Suç işleme sebebiyle açılan boşanma davasında ancak usulüne uygun şekilde yapılacak bir ıslah halinde anlaşmalı boşanma kararı verilebilmesine olanak vardır. Eşler sadece 4721 sayılı Türk Medeni Kanunu madde 166 hükmüne göre açılmış bir davanın herhangi bir safhasında anlaşmalı boşanma gerçekleştirilebilir. Fakat burada belirtilen işlemler sırasına ve usulüne uygun olmak zorundadır. Aksi olan durumlarda, dava anlaşmalı boşanma olarak ilerletilemez ve sonuçlandırılamaz.
Suç işleme sebebine dayanılarak boşanma davası başlatılabilmesi için belli başlı olguların gerçekleşmesi gerekir. Bunları tablo halinde belirtmek gerekirse;
- Suçun Küçük Düşürücü Olması Gerekir
- Suçun Evlendikten Sonra İşlenmiş Olması Gerekir
- Suçun Küçük Düşürücülüğü Mutlak Değildir
- Suçun Küçük Düşürücülüğünü Toplumdaki Anlayış Belirler
Çekişmeli Boşanma Davasında Hâkim Neler Sorar
Suç işleme sebebinde anlaşmalı boşanma davası hakkında, yapılması gereken usulleri belirttikten sonra, dava sürecinde hâkimin soracağı sorular ve yapılacak işlemler hakkında bilgiler vereceğiz.
Çekişmeli boşanma davaları, anlaşmalı boşanma davasına ve eylemli ayrılık davalarına göre belli başlı farklılıklara uğramaktadır.
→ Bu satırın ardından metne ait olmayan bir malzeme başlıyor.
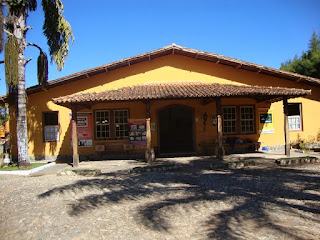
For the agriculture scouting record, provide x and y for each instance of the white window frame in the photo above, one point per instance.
(121, 124)
(102, 124)
(50, 132)
(295, 120)
(229, 120)
(242, 120)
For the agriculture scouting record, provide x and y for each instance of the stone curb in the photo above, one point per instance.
(27, 172)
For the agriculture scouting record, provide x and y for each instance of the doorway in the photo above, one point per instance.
(176, 129)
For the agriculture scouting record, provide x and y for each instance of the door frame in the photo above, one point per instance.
(193, 124)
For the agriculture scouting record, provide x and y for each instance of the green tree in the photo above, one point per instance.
(4, 115)
(309, 62)
(13, 18)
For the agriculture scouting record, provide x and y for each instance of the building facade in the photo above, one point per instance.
(181, 92)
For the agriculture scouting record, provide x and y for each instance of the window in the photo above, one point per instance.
(238, 119)
(102, 118)
(50, 126)
(229, 119)
(121, 123)
(111, 124)
(294, 116)
(247, 119)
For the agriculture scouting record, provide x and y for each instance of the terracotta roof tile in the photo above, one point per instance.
(182, 90)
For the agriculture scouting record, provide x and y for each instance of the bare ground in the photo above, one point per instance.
(261, 202)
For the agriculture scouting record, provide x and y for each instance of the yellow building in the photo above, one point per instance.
(182, 92)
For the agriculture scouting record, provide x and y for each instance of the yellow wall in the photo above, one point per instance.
(164, 69)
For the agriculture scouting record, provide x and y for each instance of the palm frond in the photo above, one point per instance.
(11, 53)
(57, 30)
(1, 28)
(42, 69)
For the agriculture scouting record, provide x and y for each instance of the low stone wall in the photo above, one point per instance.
(296, 161)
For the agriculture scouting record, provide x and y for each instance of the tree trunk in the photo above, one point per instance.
(21, 98)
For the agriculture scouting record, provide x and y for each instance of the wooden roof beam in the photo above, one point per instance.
(238, 66)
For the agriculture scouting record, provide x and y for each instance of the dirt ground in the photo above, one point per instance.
(256, 202)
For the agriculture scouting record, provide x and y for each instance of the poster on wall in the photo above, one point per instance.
(137, 133)
(84, 129)
(266, 125)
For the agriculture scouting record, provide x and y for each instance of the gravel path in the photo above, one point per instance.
(194, 203)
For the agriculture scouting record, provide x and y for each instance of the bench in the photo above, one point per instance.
(232, 147)
(113, 147)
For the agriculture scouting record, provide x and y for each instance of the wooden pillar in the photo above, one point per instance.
(148, 125)
(74, 136)
(219, 128)
(149, 155)
(286, 126)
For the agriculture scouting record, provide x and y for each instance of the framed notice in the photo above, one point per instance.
(137, 132)
(266, 121)
(84, 129)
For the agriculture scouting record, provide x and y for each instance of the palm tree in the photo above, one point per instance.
(13, 18)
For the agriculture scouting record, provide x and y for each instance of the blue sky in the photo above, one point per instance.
(259, 31)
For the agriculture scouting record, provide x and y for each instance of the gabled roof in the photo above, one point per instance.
(181, 90)
(179, 50)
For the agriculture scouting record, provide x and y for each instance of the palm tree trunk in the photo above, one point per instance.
(21, 111)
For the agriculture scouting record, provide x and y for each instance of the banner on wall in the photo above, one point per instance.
(84, 129)
(266, 125)
(137, 132)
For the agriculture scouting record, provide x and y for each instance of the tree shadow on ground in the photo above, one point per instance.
(251, 194)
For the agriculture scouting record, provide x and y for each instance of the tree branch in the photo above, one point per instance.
(27, 28)
(26, 61)
(7, 32)
(34, 45)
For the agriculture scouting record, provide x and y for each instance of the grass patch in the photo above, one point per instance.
(14, 167)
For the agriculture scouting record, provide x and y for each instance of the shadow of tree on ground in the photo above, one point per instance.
(237, 201)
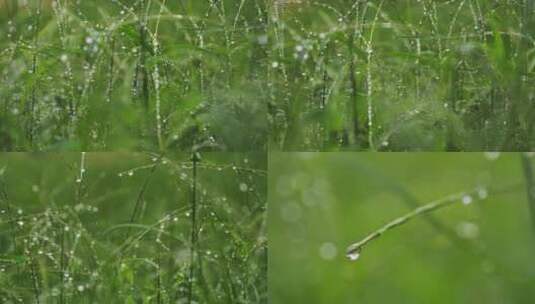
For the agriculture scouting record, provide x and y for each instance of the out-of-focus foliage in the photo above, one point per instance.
(120, 231)
(403, 75)
(477, 252)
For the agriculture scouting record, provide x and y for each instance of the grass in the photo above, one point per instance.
(231, 75)
(477, 247)
(132, 75)
(132, 228)
(403, 75)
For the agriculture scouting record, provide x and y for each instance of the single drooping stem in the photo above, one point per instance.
(35, 280)
(355, 248)
(11, 219)
(530, 185)
(193, 248)
(33, 97)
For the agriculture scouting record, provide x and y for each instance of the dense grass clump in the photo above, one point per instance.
(403, 75)
(291, 74)
(132, 228)
(143, 75)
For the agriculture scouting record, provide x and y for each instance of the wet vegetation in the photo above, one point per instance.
(403, 75)
(132, 228)
(132, 75)
(241, 75)
(401, 227)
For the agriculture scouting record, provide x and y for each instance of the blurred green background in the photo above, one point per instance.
(322, 202)
(113, 256)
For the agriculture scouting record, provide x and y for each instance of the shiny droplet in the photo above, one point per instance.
(353, 256)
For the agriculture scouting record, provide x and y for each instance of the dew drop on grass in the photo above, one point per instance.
(482, 193)
(492, 155)
(467, 199)
(353, 256)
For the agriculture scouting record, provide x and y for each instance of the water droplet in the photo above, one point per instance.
(492, 155)
(482, 193)
(353, 256)
(467, 199)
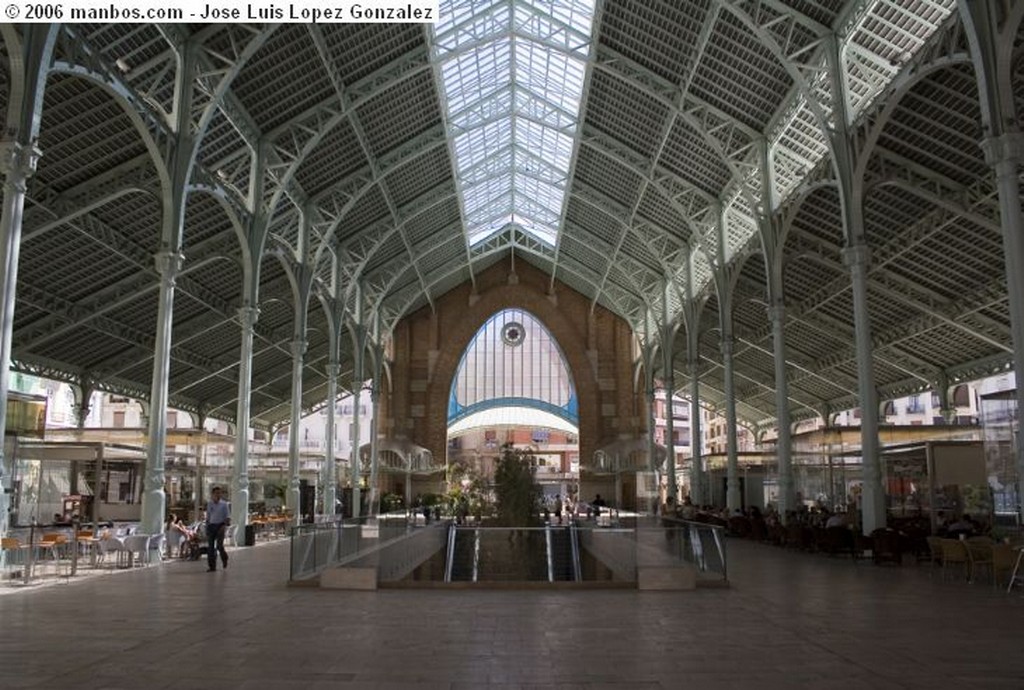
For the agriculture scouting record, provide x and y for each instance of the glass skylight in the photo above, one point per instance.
(513, 72)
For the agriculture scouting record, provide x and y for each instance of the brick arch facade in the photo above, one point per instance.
(428, 345)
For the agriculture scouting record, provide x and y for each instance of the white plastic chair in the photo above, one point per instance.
(173, 538)
(112, 546)
(137, 547)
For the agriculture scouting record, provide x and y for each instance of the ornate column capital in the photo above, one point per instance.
(726, 345)
(168, 265)
(17, 161)
(248, 316)
(857, 256)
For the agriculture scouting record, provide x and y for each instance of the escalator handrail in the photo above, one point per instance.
(451, 554)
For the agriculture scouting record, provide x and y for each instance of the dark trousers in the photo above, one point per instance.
(215, 534)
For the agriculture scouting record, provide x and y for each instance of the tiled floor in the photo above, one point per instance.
(788, 620)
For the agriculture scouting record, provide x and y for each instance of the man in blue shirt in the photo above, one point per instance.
(218, 518)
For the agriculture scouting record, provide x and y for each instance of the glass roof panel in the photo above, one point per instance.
(513, 76)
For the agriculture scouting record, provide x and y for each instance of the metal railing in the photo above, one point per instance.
(315, 547)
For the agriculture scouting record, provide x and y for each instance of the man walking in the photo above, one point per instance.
(218, 518)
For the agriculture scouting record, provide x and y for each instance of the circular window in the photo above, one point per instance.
(513, 334)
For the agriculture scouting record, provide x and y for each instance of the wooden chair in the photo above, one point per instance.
(1004, 560)
(934, 552)
(979, 550)
(15, 555)
(954, 553)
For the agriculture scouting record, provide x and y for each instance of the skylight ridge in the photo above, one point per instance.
(512, 76)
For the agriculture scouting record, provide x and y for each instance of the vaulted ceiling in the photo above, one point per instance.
(630, 149)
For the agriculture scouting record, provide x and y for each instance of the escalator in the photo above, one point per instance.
(482, 555)
(462, 556)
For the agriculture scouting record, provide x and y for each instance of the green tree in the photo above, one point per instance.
(516, 490)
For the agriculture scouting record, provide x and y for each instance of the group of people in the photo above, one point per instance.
(211, 527)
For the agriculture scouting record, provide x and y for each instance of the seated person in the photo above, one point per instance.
(962, 526)
(836, 520)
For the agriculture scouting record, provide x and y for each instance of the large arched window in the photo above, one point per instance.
(513, 362)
Bu farklılıkların en temelinde ise, davanın açılma sebebi olmaktadır. Çünkü hukuk sistemimiz bu şekilde boşanma davası açılabilmesi için, belli başlı sebepleri onaylamaktadır. Kanun koyucunun belirlemiş olduğu ölçütlerin dışında sebeplerle açılan dava, mahkeme tarafından kabul edilmez.
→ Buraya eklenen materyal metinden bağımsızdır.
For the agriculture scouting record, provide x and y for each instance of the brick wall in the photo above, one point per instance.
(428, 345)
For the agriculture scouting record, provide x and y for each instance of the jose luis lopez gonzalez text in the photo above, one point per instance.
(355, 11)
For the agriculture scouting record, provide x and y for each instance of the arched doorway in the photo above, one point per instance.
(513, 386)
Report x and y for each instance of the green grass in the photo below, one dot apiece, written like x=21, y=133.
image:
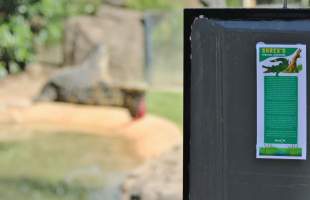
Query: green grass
x=166, y=104
x=274, y=151
x=62, y=166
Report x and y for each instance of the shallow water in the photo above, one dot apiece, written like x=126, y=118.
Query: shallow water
x=46, y=165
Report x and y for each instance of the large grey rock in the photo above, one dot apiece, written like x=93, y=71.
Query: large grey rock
x=160, y=179
x=121, y=30
x=91, y=83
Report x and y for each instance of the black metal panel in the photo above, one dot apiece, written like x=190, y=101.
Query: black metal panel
x=220, y=105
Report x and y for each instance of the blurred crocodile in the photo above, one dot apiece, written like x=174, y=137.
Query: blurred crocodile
x=91, y=84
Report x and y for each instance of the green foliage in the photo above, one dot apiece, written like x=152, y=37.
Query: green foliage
x=26, y=23
x=154, y=4
x=234, y=3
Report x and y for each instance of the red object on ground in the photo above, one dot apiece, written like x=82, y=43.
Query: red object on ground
x=141, y=109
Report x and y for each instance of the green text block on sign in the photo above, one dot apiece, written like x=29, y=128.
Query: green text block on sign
x=281, y=109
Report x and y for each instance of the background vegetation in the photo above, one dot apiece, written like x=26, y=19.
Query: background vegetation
x=27, y=23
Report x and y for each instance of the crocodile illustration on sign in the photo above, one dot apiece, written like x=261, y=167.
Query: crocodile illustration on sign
x=284, y=65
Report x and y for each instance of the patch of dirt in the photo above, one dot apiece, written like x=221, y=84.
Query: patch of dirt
x=150, y=136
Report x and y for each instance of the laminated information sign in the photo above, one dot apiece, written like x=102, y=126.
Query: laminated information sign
x=281, y=101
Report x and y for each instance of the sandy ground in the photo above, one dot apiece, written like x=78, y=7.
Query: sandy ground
x=150, y=136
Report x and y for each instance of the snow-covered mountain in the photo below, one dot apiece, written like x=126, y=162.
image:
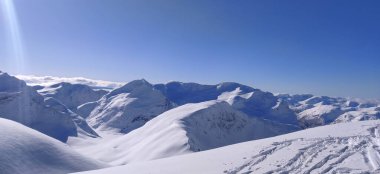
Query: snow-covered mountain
x=340, y=148
x=43, y=81
x=23, y=104
x=26, y=151
x=128, y=107
x=72, y=95
x=320, y=110
x=185, y=129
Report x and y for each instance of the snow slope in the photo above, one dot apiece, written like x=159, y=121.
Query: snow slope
x=26, y=151
x=339, y=148
x=72, y=95
x=185, y=129
x=21, y=103
x=128, y=107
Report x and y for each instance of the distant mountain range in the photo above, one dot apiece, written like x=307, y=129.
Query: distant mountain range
x=139, y=121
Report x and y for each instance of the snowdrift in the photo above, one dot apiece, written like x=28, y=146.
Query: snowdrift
x=26, y=151
x=339, y=148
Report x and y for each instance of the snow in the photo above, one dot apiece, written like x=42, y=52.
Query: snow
x=33, y=80
x=340, y=148
x=185, y=129
x=128, y=107
x=26, y=151
x=21, y=103
x=321, y=110
x=72, y=95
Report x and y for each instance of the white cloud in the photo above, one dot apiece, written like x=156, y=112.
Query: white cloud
x=50, y=80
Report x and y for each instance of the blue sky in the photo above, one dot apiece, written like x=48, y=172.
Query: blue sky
x=319, y=46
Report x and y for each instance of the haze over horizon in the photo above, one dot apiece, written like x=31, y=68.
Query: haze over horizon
x=319, y=47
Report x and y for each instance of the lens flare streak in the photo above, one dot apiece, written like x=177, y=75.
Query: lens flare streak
x=14, y=35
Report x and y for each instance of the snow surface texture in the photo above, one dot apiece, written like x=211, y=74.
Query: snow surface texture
x=316, y=111
x=340, y=148
x=26, y=151
x=23, y=104
x=72, y=95
x=128, y=107
x=51, y=80
x=185, y=129
x=253, y=102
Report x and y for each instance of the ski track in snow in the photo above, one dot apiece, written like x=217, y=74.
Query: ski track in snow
x=314, y=158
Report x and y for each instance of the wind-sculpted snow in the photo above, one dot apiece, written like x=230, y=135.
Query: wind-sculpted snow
x=185, y=129
x=21, y=103
x=339, y=148
x=26, y=151
x=253, y=102
x=72, y=95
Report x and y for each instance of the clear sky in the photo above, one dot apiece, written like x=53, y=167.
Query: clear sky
x=322, y=47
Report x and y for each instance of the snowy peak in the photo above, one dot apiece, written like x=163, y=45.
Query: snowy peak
x=134, y=87
x=187, y=128
x=320, y=110
x=23, y=104
x=128, y=107
x=72, y=95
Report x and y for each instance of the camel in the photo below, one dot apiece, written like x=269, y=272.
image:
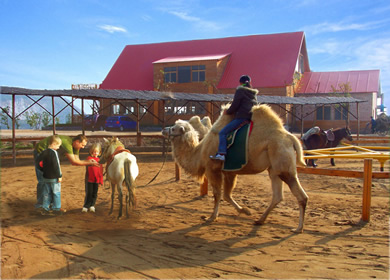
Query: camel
x=201, y=126
x=271, y=148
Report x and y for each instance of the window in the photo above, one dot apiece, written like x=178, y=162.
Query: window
x=170, y=74
x=198, y=73
x=115, y=109
x=340, y=113
x=185, y=74
x=323, y=113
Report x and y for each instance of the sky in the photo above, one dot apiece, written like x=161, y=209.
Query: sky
x=52, y=44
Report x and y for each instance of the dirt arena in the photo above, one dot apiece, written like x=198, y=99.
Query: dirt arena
x=166, y=238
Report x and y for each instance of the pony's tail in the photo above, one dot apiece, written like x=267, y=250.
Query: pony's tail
x=130, y=184
x=298, y=149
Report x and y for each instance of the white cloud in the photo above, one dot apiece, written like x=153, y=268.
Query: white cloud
x=327, y=27
x=112, y=28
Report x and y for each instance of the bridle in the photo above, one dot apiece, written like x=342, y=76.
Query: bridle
x=171, y=134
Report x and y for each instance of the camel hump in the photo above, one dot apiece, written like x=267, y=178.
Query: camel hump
x=264, y=114
x=298, y=149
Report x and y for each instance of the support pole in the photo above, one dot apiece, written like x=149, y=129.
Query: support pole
x=13, y=130
x=139, y=142
x=204, y=187
x=53, y=114
x=177, y=172
x=367, y=190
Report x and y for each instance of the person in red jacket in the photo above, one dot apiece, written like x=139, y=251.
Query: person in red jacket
x=94, y=177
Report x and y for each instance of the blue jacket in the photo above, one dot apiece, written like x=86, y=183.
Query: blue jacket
x=51, y=165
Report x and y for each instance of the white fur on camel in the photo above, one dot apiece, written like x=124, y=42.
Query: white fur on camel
x=271, y=148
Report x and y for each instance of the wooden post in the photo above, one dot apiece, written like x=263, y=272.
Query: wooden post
x=204, y=187
x=367, y=190
x=13, y=130
x=177, y=172
x=139, y=138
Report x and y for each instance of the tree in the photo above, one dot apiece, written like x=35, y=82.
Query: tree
x=4, y=116
x=46, y=118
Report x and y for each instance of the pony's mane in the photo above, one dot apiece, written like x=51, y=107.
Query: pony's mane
x=191, y=136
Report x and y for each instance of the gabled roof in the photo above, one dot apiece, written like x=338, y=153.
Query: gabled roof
x=363, y=81
x=191, y=58
x=270, y=60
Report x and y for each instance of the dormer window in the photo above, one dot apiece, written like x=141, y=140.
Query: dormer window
x=185, y=74
x=170, y=74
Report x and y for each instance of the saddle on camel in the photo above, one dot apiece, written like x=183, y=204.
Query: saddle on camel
x=270, y=147
x=121, y=169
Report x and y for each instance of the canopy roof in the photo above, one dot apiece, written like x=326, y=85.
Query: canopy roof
x=269, y=59
x=157, y=95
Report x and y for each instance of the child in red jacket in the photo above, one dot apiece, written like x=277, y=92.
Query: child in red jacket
x=94, y=177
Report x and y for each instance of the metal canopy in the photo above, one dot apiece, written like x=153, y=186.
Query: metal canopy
x=146, y=95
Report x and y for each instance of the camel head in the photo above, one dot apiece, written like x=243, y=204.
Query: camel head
x=181, y=130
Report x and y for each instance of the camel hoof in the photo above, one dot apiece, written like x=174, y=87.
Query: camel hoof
x=258, y=223
x=246, y=211
x=298, y=230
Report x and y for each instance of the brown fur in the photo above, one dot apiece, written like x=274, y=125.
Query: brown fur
x=271, y=148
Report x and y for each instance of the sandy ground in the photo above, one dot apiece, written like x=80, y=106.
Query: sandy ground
x=165, y=237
Dava sürecinde pek çok kez duruşma yapılır. Tarafın, dava sürecinde vekil avukatı varsa eğer duruşmalara avukatı eşlik edebilir. Avukatsız ilerletilen durumlarda, dava dosyasının doğru şekilde takip edilebilmesi ve eksik işlem olmaması için tarafın davaya katılması gerekir.
Çekişmeli boşanma davasında, davalı ve davacı tarafın karşılıklı hem maddi, hem de manevi talepleri olabilir. Hâkim gerek bu talepler için, gerekse karşılıklı tarafların iddiaları hakkında pek çok konu hakkında soru yöneltebilir. Hâkimin, duruşmalarda soracağı soruları belirli bir kalıba sokmak imkânsızdır. Çünkü mahkemede yetkili kişi hâkimdir ve en doğru kararı verebilmek için soru sorma, ek belge isteme, farklı bilgi isteme yetkisine de sahiptir.
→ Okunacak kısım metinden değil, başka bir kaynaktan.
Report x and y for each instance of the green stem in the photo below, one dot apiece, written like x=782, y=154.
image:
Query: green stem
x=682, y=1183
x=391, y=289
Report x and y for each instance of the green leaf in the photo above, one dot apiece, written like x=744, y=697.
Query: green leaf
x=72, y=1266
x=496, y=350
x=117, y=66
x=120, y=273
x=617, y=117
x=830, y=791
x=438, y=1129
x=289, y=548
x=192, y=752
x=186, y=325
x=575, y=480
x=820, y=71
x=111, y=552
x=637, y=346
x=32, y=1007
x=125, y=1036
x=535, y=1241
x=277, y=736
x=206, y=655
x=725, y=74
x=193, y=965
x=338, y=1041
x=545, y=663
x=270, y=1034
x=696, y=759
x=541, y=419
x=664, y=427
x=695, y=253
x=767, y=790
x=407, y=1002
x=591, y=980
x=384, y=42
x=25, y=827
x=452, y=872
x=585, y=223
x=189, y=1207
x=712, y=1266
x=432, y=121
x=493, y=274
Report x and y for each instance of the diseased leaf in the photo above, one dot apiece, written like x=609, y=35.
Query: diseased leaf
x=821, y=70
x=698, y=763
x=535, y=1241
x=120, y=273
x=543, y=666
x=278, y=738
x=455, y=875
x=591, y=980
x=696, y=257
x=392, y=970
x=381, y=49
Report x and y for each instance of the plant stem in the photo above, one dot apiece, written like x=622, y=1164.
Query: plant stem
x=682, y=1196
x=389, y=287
Küçük Düşürücü Suç Nedeniyle Boşanma
TMK madde 163 kapsamına göre; Eşlerden biri küçük düşürücü bir suç işler veya haysiyetsiz hayat sürer ve bu sebeplerden ötürü onunla birlikte yaşaması diğer eşten beklenemezse, bu eş boşanma davası açabilir.
Suçun küçük düşürücülüğünün kararını toplumdaki anlayış etkenlerine göre, hâkim belirler. Bilindiği üzere 4721 sayılı Türk Medeni Kanunu ile suç işleme nisbi boşanma sebebi haline getirilmiştir. 743 sayılı Türk Kanunu Medenisi döneminde öğretide terzil edici niteliğin suçun toplumdaki anlayışa ve ahlaki özelliklerine göre belirlenmesi gerekmekte. Buna göre hırsızlık ve adam öldürme suçlarının terzil edici cürüm sayılması bu görüş sahiplerine göre mutlak değildir.
Yapılan istatistik çalışmalarına göre, boşanma davasına sebep olan, sıklıkla karşılaşılan küçük düşürücü davranışlar şu şekildedir; hırsızlık, cinsel saldırı, cinsel istismar, uyuşturucu ticareti ve dolandırıcılık. Fakat genel itibarı ile küçük düşürücü sayılmayan suçlar da, olayın özelliklerine göre küçük düşürücü suç olabilir. TMK Madde 163 kapsamını inceleyecek olursak bu kapsamda açılacak dava için, bir süre sınırlandırılması getirilmediğini görürüz. Fakat evlilik birliği içinde suç işlenmiş ve buna rağmen uzun yıllar bu durum kabul edildikten sonra, bu sebebe dayalı dava açılırsa, davanın usulü gereği dürüstlük kuralı ihlal edilir ve dava reddedilir.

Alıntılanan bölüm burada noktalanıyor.